Anytime I would be tempted to stray from my eating and exercise plans, I would pick up my “why I wanted to lose weight” book and thumb through it—reminding myself of all of the reasons I was committed to really achieving dieting success this time around. And guess what? It worked.
Again, not only did I take the excess weight off, but also I kept it off. All because I had an easy vehicle (my book) for reminding myself of my WHYs. And as mentioned before, these days you can even create a virtual “reasons” scrapbook on a site like Pinterest or something similar.

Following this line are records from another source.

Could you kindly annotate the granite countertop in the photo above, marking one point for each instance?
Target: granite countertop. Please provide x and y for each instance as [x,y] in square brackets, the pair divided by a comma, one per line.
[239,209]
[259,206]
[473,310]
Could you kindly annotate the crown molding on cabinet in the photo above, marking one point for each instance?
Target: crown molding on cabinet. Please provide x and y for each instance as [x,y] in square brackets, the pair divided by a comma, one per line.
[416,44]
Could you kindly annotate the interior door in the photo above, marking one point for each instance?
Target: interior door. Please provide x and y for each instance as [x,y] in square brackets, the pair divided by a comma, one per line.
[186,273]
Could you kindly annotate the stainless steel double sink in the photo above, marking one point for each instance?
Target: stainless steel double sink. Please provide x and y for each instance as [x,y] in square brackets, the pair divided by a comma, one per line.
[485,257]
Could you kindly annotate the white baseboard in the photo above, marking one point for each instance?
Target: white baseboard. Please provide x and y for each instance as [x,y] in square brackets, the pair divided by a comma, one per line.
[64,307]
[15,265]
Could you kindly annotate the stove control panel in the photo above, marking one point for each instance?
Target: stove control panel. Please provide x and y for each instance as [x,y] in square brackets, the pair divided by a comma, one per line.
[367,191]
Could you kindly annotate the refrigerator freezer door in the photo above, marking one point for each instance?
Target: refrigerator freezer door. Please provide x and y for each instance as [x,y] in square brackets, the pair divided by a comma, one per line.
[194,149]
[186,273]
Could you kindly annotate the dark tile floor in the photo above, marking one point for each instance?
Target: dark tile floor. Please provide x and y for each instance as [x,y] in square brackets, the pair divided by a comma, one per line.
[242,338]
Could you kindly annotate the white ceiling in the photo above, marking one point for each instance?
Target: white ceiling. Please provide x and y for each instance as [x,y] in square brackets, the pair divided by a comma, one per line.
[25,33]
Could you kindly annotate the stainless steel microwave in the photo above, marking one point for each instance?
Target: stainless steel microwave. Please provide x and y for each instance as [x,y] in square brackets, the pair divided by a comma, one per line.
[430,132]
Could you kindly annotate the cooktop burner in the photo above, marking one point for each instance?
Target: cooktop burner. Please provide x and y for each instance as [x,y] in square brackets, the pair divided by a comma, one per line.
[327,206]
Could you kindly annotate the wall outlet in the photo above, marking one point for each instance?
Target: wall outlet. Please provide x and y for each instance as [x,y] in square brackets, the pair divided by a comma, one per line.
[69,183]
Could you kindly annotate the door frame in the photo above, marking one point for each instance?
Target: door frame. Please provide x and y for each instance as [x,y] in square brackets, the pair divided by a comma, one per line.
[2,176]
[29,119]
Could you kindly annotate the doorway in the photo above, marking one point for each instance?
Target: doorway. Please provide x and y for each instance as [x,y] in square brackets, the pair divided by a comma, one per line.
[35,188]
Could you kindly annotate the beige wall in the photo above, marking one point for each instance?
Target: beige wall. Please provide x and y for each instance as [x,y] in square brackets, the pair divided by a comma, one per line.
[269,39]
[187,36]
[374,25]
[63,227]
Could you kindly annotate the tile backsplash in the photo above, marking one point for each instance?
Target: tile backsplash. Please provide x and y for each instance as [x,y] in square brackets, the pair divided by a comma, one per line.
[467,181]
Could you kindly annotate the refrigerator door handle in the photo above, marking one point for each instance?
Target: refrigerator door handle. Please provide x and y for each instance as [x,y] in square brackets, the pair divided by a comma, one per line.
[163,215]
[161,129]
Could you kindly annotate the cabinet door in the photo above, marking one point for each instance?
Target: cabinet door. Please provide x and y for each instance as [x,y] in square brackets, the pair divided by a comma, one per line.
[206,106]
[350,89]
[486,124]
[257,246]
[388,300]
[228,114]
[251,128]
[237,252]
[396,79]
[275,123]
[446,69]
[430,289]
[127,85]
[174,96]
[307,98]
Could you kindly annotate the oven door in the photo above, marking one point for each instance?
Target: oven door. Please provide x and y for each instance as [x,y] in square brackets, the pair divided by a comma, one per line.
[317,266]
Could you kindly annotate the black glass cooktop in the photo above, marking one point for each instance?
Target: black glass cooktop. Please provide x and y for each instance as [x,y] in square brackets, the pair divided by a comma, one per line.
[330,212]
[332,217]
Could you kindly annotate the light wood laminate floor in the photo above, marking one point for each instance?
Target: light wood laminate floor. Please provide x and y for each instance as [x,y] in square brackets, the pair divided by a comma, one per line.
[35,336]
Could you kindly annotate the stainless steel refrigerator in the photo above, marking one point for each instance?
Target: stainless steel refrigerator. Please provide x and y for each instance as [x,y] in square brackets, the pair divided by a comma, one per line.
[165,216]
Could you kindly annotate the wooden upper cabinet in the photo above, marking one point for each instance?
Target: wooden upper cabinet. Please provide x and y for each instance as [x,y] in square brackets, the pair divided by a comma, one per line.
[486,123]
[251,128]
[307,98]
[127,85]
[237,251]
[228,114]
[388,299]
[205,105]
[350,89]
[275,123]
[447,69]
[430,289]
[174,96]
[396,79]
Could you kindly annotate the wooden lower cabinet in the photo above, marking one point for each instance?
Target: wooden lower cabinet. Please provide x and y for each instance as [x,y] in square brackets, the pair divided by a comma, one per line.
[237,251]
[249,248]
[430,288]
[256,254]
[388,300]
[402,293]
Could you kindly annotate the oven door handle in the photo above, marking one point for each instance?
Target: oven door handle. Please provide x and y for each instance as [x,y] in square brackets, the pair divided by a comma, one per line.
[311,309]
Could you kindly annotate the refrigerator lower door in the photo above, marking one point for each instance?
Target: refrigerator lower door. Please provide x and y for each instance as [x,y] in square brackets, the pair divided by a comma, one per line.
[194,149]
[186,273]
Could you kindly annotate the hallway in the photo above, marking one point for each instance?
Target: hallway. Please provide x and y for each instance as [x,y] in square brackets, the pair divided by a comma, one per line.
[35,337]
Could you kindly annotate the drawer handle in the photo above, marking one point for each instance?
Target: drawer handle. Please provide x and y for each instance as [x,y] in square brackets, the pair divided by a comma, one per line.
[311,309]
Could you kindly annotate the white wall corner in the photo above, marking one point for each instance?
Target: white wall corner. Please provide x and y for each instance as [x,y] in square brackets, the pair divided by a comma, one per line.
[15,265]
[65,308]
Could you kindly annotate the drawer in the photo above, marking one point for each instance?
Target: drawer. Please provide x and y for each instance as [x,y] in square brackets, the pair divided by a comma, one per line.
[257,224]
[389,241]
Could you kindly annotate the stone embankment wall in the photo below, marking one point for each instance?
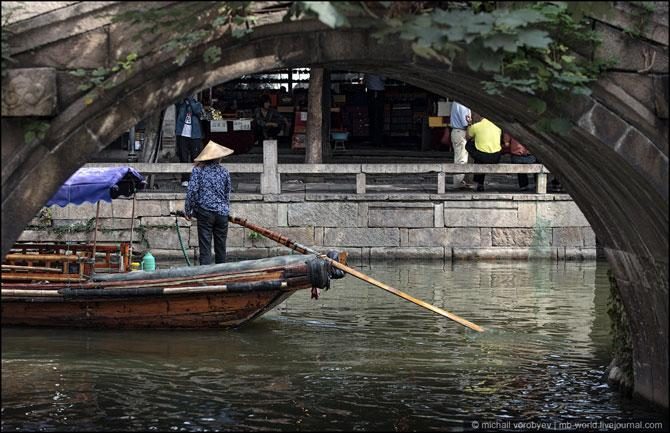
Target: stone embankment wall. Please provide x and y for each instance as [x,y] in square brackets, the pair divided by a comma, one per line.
[439,226]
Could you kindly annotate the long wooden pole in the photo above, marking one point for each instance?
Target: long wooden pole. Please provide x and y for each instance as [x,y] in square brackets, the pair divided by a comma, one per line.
[95,233]
[306,250]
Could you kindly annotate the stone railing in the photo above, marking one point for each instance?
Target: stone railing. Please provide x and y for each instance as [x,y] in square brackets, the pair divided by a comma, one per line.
[270,171]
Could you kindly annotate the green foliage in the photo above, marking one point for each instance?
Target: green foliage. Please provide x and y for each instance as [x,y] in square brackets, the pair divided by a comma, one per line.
[35,130]
[100,78]
[62,231]
[192,23]
[326,12]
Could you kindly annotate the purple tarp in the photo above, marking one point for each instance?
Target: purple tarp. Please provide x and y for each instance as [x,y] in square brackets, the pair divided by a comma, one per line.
[95,184]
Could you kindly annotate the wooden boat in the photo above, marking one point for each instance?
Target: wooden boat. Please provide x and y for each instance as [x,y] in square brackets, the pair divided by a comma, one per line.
[222,295]
[82,285]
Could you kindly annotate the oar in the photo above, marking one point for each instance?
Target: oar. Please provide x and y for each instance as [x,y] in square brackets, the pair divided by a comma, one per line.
[306,250]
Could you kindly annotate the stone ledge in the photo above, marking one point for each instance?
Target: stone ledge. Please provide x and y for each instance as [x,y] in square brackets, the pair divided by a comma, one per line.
[29,92]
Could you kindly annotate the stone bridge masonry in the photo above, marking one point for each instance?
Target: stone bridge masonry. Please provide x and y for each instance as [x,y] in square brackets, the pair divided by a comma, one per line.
[614,160]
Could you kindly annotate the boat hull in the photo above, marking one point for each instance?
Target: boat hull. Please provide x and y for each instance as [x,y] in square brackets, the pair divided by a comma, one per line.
[214,296]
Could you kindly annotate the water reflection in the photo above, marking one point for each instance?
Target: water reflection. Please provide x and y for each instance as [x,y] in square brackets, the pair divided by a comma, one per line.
[356,359]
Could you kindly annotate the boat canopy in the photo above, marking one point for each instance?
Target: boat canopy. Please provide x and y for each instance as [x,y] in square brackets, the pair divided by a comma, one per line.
[92,184]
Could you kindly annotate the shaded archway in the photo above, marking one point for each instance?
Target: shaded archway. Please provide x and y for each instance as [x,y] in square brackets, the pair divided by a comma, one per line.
[626,204]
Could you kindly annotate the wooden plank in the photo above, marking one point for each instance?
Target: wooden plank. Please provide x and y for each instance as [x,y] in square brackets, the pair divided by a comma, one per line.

So if you’re contemplating a weight loss journey that can lead to many of your dreams coming true, start with putting the dreams into focus. Then the healthier eating, the healthy movement, the better sleep and even the 8 glasses of water (or however many) might become more routine a little more easily than they have in the past.
Whether virtual or otherwise, you might want to try creating a book that becomes the testament to WHY you want to lose weight and just let the HOW fall into place naturally. What have you got to lose?